PRオプションは検索結果での露出に影響します。料率を上げると表示やクリックが増えることがあります。ただ、ページに来た読者が購入に進む理由を受け取れていなければ、クリックが増えても利益は残りにくくなります。料率を上げる前に、現在ページで読者がどこで止まっているかを見る必要があります。
代行前に見る
「自分の広告運用が下手なのかもしれない」
そう考えて、広告運用代行を検討する。
入札調整、キーワード選定、除外設定、レポート。
広告運用代行は、これらを整える役割を担うことが多くあります。
これは必要な仕事です。
広告運用代行に依頼することが悪いわけではありません。
ただ、現在ページで読者が止まっている場所が残ったまま広告だけを整えると、クリックは増えても利益が残りにくい状態が続くことがあります。
代行依頼の前に、現在ページで読者がどこで止まっているかを見る必要があります。
広告費の前に見る
広告費を増やすべきか。
入札を上げるべきか。
PRオプションの料率を上げるべきか。
この判断の前に見るべき場所があります。
現在ページで、読者が購入に進む理由を受け取れているかです。
ページに来た読者が購入に進みやすい状態なら、広告費は売上を伸ばす後押しになります。

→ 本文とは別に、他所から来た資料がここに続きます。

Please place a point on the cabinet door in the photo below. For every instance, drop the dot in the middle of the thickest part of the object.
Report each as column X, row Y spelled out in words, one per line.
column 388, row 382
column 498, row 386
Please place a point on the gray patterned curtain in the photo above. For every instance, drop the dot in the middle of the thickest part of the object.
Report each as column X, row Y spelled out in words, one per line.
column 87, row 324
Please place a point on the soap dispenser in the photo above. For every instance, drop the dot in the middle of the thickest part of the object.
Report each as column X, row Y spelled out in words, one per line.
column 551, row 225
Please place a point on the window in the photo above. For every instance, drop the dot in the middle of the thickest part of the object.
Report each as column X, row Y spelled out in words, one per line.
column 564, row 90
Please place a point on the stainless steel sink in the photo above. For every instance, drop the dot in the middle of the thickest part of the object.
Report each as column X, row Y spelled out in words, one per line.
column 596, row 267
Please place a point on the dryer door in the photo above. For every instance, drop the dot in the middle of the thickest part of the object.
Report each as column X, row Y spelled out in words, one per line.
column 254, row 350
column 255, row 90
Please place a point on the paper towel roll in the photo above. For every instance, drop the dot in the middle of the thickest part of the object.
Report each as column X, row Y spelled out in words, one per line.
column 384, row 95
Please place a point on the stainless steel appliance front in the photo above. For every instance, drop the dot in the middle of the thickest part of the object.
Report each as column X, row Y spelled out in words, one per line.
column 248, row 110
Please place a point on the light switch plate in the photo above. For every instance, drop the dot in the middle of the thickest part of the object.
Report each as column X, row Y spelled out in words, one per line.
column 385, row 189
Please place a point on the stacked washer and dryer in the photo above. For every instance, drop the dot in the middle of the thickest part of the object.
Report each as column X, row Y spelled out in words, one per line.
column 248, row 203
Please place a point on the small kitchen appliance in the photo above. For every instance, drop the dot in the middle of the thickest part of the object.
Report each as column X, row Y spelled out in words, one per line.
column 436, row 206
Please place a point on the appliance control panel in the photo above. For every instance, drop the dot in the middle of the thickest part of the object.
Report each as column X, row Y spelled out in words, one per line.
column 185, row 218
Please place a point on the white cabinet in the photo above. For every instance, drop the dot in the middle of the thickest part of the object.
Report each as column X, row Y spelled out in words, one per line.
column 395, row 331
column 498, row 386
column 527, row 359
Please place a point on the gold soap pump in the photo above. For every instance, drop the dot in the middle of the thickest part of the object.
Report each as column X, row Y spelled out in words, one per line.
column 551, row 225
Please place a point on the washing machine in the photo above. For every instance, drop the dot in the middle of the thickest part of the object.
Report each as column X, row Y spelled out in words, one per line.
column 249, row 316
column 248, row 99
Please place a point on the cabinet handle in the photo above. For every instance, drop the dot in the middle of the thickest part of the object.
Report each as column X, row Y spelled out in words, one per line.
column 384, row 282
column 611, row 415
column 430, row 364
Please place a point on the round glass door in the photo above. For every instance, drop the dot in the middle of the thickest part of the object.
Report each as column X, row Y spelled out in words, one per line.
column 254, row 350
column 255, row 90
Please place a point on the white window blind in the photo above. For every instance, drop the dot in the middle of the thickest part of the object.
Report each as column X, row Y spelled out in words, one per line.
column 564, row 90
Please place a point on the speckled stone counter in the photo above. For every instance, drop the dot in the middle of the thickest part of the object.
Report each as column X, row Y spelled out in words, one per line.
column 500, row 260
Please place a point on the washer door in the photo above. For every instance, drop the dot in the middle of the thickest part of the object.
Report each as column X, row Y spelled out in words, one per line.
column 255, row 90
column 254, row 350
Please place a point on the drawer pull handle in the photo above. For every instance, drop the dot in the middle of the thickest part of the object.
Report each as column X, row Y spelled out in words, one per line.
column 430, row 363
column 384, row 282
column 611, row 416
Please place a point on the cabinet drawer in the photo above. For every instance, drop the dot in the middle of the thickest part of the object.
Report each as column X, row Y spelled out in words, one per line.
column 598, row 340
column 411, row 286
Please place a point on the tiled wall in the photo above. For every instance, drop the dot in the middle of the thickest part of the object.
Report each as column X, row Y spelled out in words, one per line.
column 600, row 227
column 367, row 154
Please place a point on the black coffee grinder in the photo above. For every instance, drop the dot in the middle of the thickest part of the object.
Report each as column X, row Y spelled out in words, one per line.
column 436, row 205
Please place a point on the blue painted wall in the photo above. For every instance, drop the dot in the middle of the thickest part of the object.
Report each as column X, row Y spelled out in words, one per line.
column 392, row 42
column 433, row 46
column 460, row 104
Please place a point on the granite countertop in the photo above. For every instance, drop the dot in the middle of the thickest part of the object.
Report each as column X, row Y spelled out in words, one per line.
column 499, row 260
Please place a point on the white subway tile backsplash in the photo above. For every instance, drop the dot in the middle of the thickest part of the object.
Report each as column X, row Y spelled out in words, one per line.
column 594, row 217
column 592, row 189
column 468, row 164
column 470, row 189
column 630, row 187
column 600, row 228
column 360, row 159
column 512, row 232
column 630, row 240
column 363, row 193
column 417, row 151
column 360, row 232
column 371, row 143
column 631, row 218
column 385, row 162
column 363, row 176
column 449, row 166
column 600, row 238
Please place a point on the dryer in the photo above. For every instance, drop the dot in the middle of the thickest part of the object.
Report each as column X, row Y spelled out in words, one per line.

反対に、ページで止まっている状態なら、広告費を増やすほど費用が先に増えます。
以下の状態が続いているなら、次の入札調整より先に確認すべき場所があります。
- アイテムマッチでクリックは増えているが購買率が低くROASが改善せず、広告費が利益を上回っている
- イベント日に広告を止めると売上が止まるため、利益が残らないと分かっていても止められない
- PRオプションの料率を上げると表示が増えるが、購入に進まないクリックも増えている
- 広告費・ポイント原価・手数料を引くと、売上の山があっても利益がほとんど残らない
URLを送るだけで、どこで購入に進む理由が弱くなっているかを2営業日以内に診断レポートで整理します。
まず、今を見る
アイテムマッチを調整すること、PRオプションを見直すこと、広告運用代行に相談すること。どれも必要な場面があります。
ただ、それでも利益が残らないなら、次に見るべき場所があります。
現在ページで、読者がどこで止まっているか。
そこが見えれば、広告費を増やすべきか、入札を変えるべきか、ページ前半で選ぶ理由を届けるべきかを判断しやすくなります。